Return of the Superfood
In 2020, there will be a renewed focus on functional properties of food and what they can do for your body. For example:
- More products featuring berries and olive oil—two sources of antioxidants that fight disease and promote healthy aging. There are also foods thought to help improve and enhance cognitive function. A few examples are turmeric, wild blueberries, salmon, broccoli, walnuts, egg yolks and seaweed.
- The rise of healthy indulgences—snacks and other products enriched with nutrient-dense foods. These better-for-you foods may have a dose of added superfood, like spinach-based pasta. Another example is high-protein ice cream, which contains less sugar and fewer calories than the traditional scoop.

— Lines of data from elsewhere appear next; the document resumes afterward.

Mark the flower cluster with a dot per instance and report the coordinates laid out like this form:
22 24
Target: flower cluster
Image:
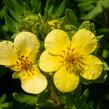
67 59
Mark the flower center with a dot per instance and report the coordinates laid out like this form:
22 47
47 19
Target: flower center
72 59
23 63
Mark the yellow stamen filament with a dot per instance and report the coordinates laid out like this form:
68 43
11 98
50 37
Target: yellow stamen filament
23 63
72 59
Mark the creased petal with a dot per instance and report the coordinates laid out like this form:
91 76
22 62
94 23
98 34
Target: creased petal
84 41
65 81
32 81
56 41
49 63
93 68
27 44
8 56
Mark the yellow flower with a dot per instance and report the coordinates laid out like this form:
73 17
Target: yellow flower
70 59
53 24
20 56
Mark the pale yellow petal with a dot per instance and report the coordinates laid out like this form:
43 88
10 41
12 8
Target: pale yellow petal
8 56
84 41
32 81
27 44
56 41
49 63
65 81
92 68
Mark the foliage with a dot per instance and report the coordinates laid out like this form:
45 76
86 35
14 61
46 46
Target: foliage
33 16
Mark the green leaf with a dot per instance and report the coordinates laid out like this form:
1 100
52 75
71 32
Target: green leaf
23 98
105 3
61 9
105 53
88 25
74 107
94 12
2 99
3 12
71 17
36 5
11 24
83 97
15 75
86 6
102 78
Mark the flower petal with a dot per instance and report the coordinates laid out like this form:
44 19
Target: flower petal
56 41
65 81
85 41
8 56
49 63
32 81
93 68
27 44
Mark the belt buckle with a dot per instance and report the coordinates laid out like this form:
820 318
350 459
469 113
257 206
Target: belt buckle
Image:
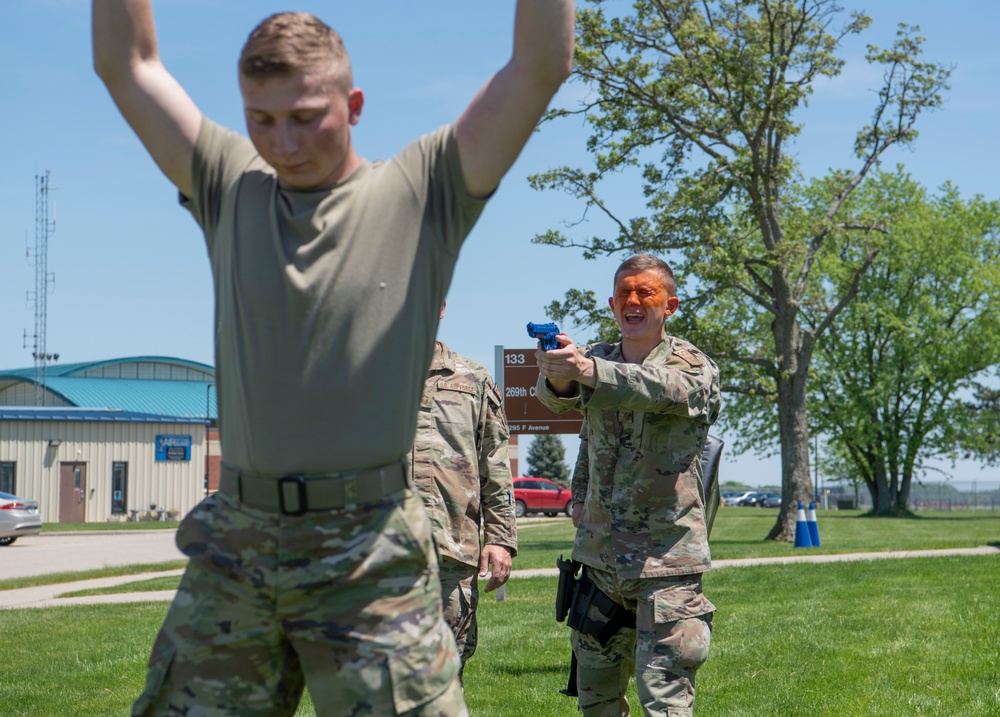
299 482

As international travel becomes more accessible there will be a globalization of flavors. For example:
- New tastes and ingredients, used in unique combinations, with greater focus on the flavor source. Instead of sweeping terms like “Mexican,” there might be references to regions, such as Veracruz, Oaxaca or Yucatan. Similarly, “Southern” food may be identified as having roots in Appalachian, Lowcountry or Creole cuisine.
As with any food and nutrition trend, the American Heart Association encourages the importance of eating for overall health.
“Exploring Aramark’s 2020 food megatrends can be a fun and delicious way to try new foods and incorporate plant-forward options into your diet, but there are no individual magic foods to make you healthier,” said American Heart Association Chief Medical Officer for Prevention Eduardo Sanchez, M.D., M.P.H., FAAFP. “For optimal health, consume a diet with a variety of foods, including vegetables, fruits, nuts, whole grains and healthy protein.”